Gamergate tweets and sentiment analysis
The heated #GamerGate debate raging in social media in recent weeks has recently emerged into editorial media as well. A dive into the actual data done by Brandwatch and published by Newsweek last week found that indeed more of the material published on Twitter under that hashtag is vitriolic and confrontative rather than a discussion on media ethics.
“If GamerGate is about ethics among journalists, why is the female developer receiving 14 times as many outraged tweets as the male journalist? … The discrepancies there seem to suggest GamerGaters cares less about ethics and more about harassing women.”
This is a depressing exposition of a destructive culture, and also an excellent and commendable example of data journalism! We would like to see more such studies!
We have a point to make on the methodology, however.
Using an algorithm that looks for positive and negative words, BrandWatch found most tweets were neutral in sentiment. “If our algorithm doesn’t identify a tweet as positive or negative, it categorizes it as neutral,” a Brandwatch representative told Newsweek.
This, of course, is a reasonable strategy. If no attitude is expressed, as far as the algorithm goes, it makes sense to either not label the text at all, or to label it neutral with respect to the attitude in question. In the reported study only about 10 per cent of the tweets are assigned sentiment.

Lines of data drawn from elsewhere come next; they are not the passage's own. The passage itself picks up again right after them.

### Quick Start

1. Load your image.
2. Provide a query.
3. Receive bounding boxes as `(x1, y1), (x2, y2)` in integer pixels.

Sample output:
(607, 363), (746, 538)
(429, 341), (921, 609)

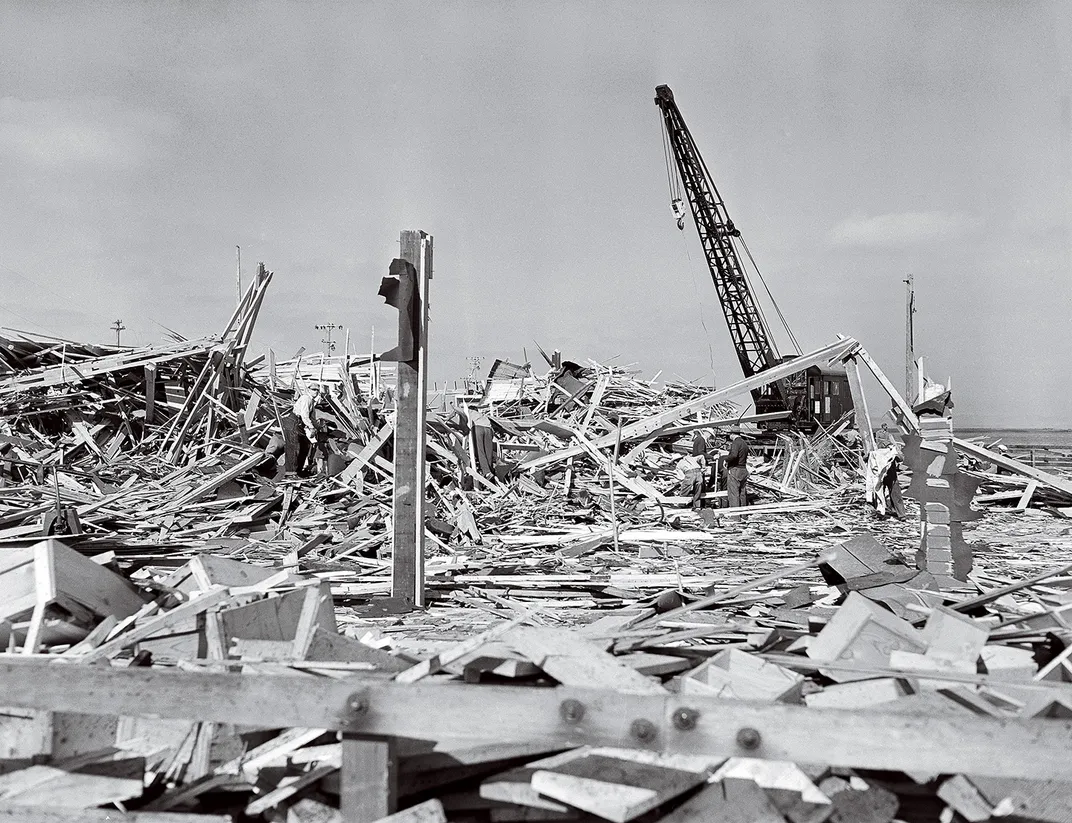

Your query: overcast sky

But this is a telling example of the poverty of analysis expected of textual sentiment analysis. A quick glance at the data shows that the 10 per cent is a much too careful analysis, erring on the side of precision at cost to recall. There is much more positive and negative to be found, and besides, “Positive” and “Negative” are only the first scratches on the multi-dimensional and many-faceted space of human emotion, mood, and sentiment.
When we run a similar set of data – thank you @waxpancake – we get very different results. We do not limit ourselves to positive and negative sentiments. We assign some attitude to about 70% of the tweets.
We found sentiments such as fear (… I am a terrified feminist and need to project this fear on to everyone else…), disgust (… I’m sick of these people using women to deflect from …), violence (… somehow the death threats we’ve received don’t get front page …) prominent among them, but also emotions such as love (… it’s beautiful and makes me want to cry …), sense of duty (…does not mean their actions will represent social justice…), and incredulity ( … so weird, weird, just weirdo bizzare … ).
We really feel very strongly about this. Analysis of text along the one dimension of positive and negative is misguided and either misses out on the action (as in the study reported by Newsweek) or forces everything on to a very simplistic model of emotion (which would be worse). We should accept the fact that human emotional and attitudinal behaviour is complex and we should model it accordingly!